Este  trabalho  será  muito  difícil  para  os  narcisistas,  para  os  egoístas  e  para  os 
individualistas.  Mas,  há  saída.  É  possível,  também,  uma  inversão,  uma conversão 
de  lógica,  que  seja  libertadora  até  para  essas  pessoas.  Há  um  caminho espiritual 
para  transformar  ​imunização  em  comunidade.​   Lembro-me  das  palavras  do 
Apóstolo  Paulo  (Romanos  13.9):  "​a  ninguém  devais  coisa  alguma,  a  não  ser  o 
amor"​.  É como se Paulo dissesse: "​A ninguém munizais coisa alguma".​  Nesta hora, 
fico  imaginando  um  sujeito  vaidoso,  egocêntrico,  narcisista,  ouvindo  isso  e 
dizendo:  "eu  sabia,  não  devo  nada  a  ninguém!  ​Minha(?)  vida  ​eu(?) só devo a mim 
mesmo!"  Imunização  narcísica:  negação  do  outro,  proteção  do  outro,  defesa 
contra  o  outro.  Lógica  de  guerra.  Negação  da  comunidade, cuidado diabólico de 
um  eu-absoluto.  "​Venha  a  mim  o  Reino"​.  Aí,  Paulo  diria,  não  sem  uma  dose  de 
ironia,  não sem aquele jogo de palavras que lhe é peculiar, fazendo uma sentença 
posterior  anular  e  suspender  a anterior: "Calma, tá apressado Lúcifer? Eu disse ​a 
ninguém  devais  coisa  alguma  a não ser o amor​. Ou seja, você tem um ​munus,​  sim, 
senhor!  Seu  ​munus  é  o  amor  ao  mundo.  Logo,  não  fará  o  menor  sentido  você 
pensar  numa  imunização  que  não  seja  por  amor  ao  outro".  Sorrisos  apostólicos 
de canto de boca. A isso, a este cuidado com a saúde da vida que se manifesta em 
desejo de preservação da vida do outro, a bíblia chama ​santidade​.  
 
Deus  é  santo  porque  deseja,  doa,  resgata e preserva a vida viva. E, nesse sentido, 
nós  podemos  imitá-Lo.  Santidade  não  é  a  purismo  isolacionista,  a  higiene 
ascética  que  se  transforma  em  higienismo  social,  xenofobia,  racismo, 
etnocentrismo,  fascismo,  campos  de  exterminação.  Santidade  não  é  a 
imunização moral do Um, do supereu individualista. 
 
Antes  e  além,  santidade  diz  respeito  à  saúde  integral  e  radical  da  comunidade 
como  efeito  espiritual,  teológico-político  e  ecológico  dos  cuidados  que a pessoa 
exerce  sobre  si  mesmo  e  sobre  o  mundo  do  comum.  Não  existe  indivíduo  e 
lógica  imunológica  nos  evangelhos.  O  que  existe  é  comunhão  e  trabalho  de 
cuidado  de  si  para  que  a  comunhão  seja preservada saudável e íntegra. Em Jesus 
aprendemos: imunizamos nosso como gesto de amor e de cuidado do outro. 
 
Portanto,  cuide-se.  Cuide  do  seu  corpo,  Cuide  da  sua  saúde.  Fique  em  casa. 

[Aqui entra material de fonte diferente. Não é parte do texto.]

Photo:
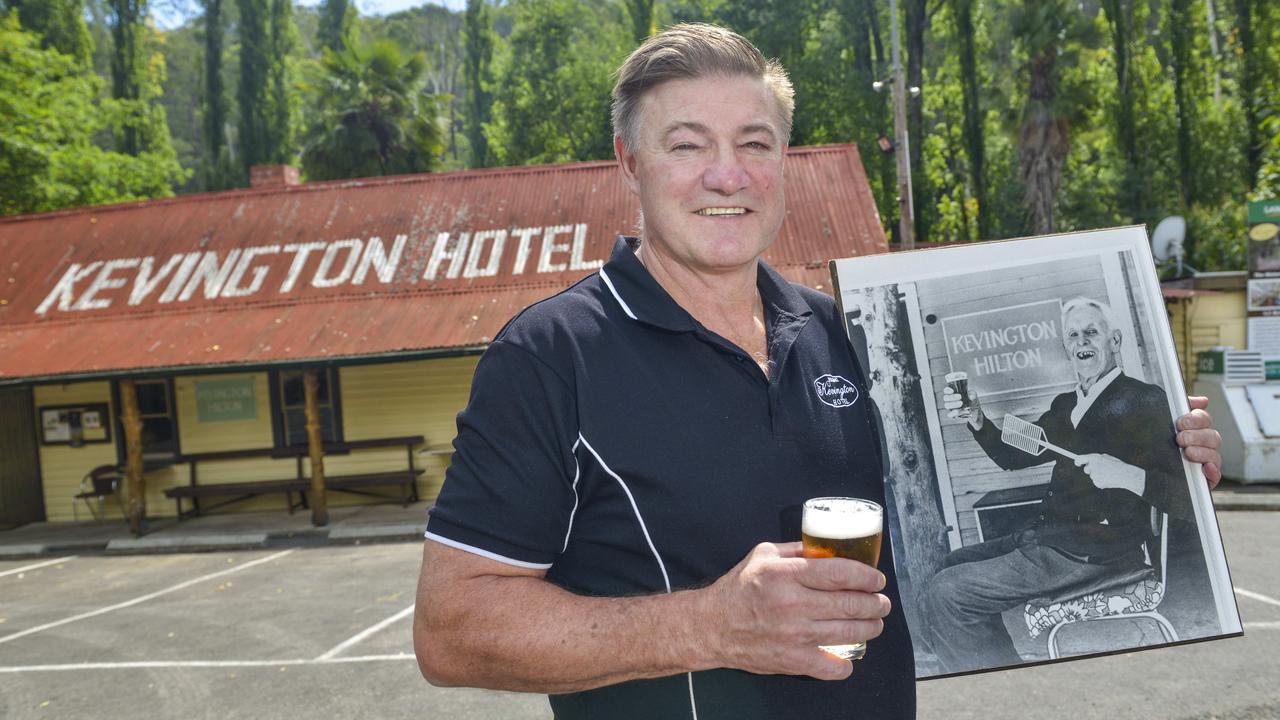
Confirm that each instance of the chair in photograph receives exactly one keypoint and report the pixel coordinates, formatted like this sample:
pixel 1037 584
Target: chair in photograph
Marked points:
pixel 96 486
pixel 1136 593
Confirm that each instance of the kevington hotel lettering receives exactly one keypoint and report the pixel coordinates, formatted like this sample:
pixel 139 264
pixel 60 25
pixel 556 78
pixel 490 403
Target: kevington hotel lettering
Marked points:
pixel 1009 349
pixel 280 269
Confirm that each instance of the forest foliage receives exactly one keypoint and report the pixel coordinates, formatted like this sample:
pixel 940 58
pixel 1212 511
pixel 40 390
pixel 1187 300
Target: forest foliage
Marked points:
pixel 1031 117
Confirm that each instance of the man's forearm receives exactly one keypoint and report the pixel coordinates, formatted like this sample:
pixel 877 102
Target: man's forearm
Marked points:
pixel 533 636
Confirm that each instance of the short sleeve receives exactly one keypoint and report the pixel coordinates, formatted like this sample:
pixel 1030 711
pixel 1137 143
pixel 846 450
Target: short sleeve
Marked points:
pixel 510 492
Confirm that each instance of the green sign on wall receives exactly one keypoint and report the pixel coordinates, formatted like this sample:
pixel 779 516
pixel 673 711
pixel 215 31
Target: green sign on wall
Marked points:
pixel 233 399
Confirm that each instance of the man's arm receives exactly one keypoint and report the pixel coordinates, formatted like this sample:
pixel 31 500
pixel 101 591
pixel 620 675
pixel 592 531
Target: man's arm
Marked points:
pixel 488 624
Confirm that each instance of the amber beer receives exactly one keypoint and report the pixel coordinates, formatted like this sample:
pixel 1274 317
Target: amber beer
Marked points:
pixel 842 527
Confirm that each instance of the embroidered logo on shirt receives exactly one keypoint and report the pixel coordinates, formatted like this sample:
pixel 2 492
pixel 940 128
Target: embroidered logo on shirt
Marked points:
pixel 836 391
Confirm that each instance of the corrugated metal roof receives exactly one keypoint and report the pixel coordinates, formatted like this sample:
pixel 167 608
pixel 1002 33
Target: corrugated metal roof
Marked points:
pixel 351 268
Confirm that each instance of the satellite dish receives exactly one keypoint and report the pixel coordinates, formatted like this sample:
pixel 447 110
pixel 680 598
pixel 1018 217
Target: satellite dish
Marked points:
pixel 1166 241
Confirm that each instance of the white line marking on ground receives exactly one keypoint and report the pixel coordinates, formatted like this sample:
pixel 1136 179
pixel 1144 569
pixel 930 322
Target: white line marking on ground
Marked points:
pixel 215 664
pixel 145 597
pixel 1257 596
pixel 365 633
pixel 37 565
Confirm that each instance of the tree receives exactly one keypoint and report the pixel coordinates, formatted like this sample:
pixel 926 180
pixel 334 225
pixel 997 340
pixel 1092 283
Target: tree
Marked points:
pixel 53 109
pixel 641 18
pixel 337 27
pixel 1252 58
pixel 552 96
pixel 60 23
pixel 1136 186
pixel 974 140
pixel 218 162
pixel 1043 136
pixel 376 119
pixel 128 62
pixel 266 99
pixel 1182 26
pixel 478 73
pixel 284 101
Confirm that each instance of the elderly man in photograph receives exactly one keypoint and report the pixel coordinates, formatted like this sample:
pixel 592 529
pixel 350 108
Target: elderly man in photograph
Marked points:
pixel 618 525
pixel 1095 514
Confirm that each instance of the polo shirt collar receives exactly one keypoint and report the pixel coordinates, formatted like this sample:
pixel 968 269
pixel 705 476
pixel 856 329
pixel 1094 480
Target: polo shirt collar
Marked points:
pixel 644 300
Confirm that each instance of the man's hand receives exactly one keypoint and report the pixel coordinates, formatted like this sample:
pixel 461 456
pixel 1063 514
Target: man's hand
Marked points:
pixel 1109 473
pixel 776 607
pixel 1200 441
pixel 954 404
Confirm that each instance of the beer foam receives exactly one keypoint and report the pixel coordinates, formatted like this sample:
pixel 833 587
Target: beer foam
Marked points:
pixel 842 520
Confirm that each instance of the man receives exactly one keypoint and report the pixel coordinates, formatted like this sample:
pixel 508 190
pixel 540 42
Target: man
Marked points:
pixel 617 524
pixel 1096 511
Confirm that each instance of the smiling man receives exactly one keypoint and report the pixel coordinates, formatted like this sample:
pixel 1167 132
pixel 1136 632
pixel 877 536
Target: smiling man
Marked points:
pixel 618 524
pixel 1096 511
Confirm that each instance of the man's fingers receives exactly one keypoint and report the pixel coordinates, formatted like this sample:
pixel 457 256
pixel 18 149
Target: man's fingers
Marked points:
pixel 790 548
pixel 826 666
pixel 846 632
pixel 1214 474
pixel 840 574
pixel 1206 438
pixel 1196 420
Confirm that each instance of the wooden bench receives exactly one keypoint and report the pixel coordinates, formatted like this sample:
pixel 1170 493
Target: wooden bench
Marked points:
pixel 361 483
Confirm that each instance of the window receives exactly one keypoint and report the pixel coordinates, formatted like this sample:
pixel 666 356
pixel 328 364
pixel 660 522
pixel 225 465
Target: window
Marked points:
pixel 288 405
pixel 159 420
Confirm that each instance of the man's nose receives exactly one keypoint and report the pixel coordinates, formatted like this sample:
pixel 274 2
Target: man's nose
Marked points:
pixel 726 173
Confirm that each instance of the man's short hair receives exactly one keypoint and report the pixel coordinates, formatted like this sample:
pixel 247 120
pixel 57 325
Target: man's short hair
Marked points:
pixel 693 50
pixel 1079 302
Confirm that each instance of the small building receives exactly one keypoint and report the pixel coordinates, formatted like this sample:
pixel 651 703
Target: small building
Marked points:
pixel 200 319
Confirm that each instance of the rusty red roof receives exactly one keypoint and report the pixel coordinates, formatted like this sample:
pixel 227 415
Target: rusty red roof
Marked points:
pixel 384 267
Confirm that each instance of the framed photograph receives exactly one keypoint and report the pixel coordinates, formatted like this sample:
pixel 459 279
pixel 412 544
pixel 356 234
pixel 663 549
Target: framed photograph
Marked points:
pixel 1038 505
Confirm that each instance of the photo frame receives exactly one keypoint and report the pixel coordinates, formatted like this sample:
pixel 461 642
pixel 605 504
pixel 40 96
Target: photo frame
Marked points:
pixel 1038 506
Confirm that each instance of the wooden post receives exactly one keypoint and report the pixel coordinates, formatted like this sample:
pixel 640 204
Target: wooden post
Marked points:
pixel 311 392
pixel 135 482
pixel 895 386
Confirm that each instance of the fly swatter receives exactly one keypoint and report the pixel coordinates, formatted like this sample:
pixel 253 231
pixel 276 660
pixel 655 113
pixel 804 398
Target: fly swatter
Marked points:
pixel 1029 437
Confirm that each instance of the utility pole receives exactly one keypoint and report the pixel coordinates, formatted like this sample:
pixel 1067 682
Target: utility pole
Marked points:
pixel 903 149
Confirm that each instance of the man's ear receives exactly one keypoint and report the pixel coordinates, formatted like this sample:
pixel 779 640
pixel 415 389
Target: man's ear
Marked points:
pixel 626 164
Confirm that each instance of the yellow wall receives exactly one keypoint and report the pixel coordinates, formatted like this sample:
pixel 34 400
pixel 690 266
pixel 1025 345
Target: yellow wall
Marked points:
pixel 419 397
pixel 63 466
pixel 1205 322
pixel 385 400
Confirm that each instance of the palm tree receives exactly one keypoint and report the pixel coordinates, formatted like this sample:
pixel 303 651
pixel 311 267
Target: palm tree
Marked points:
pixel 1043 139
pixel 376 118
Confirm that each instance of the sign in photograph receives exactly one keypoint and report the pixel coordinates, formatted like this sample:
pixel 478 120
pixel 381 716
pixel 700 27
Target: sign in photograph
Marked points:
pixel 1033 381
pixel 223 400
pixel 1009 349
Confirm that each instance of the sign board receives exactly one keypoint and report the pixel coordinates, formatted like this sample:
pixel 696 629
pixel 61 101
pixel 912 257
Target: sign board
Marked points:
pixel 1265 238
pixel 1009 349
pixel 74 424
pixel 223 400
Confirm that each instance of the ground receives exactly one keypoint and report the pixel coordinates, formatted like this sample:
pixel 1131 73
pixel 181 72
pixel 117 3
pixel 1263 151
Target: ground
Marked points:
pixel 325 633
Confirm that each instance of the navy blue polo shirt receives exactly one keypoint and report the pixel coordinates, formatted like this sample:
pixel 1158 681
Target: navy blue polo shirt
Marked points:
pixel 618 443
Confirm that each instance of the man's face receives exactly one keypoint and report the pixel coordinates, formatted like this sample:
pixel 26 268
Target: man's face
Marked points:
pixel 708 171
pixel 1091 342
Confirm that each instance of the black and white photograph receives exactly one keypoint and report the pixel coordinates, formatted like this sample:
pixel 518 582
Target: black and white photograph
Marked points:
pixel 1038 505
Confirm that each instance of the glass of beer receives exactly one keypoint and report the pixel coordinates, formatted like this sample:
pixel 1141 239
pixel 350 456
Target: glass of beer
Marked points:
pixel 959 382
pixel 842 527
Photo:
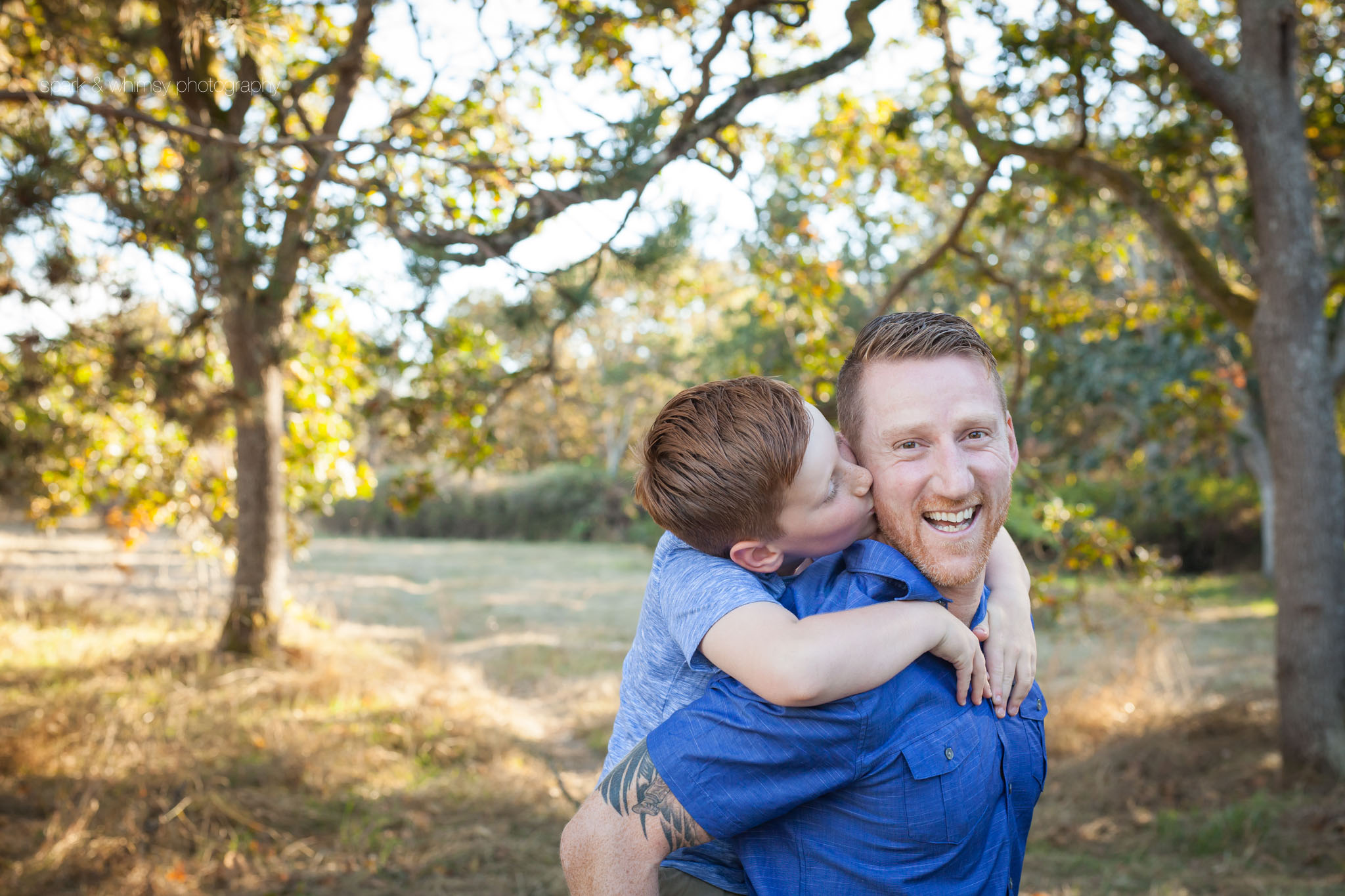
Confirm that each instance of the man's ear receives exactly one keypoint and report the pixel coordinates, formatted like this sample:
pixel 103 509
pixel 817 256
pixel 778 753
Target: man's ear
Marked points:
pixel 757 557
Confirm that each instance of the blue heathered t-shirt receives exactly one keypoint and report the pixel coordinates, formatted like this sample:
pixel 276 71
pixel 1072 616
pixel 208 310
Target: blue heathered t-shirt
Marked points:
pixel 688 593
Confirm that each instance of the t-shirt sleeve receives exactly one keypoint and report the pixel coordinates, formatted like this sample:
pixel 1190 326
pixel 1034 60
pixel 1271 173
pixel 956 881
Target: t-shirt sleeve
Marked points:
pixel 695 590
pixel 735 761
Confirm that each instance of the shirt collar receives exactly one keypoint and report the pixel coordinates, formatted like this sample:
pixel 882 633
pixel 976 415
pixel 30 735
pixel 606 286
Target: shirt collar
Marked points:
pixel 876 558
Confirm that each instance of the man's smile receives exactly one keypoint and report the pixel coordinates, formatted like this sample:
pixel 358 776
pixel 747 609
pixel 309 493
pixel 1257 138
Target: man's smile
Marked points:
pixel 953 522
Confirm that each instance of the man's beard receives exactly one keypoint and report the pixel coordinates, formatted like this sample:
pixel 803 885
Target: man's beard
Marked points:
pixel 950 565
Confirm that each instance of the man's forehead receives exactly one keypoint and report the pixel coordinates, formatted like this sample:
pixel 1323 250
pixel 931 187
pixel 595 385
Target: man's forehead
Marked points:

Imunize  o  mundo  do  vírus  da  sua  ganância.  Imunize  o  mundo  do  vírus  da  sua 
indiferença.  Imunize  o  mundo  da  sua  irresponsabilidade  para  com  a  saúde  do 
próximo.  Imunize  o  mundo  do  seu  negacionismo.  Imunize  o  mundo  do  seu 
egocentrismo.  Fique em casa. Passa álcool gel na mão. Imunize-se. Santifique-se. 
Atualmente, este será o maior gesto de amor ao próximo.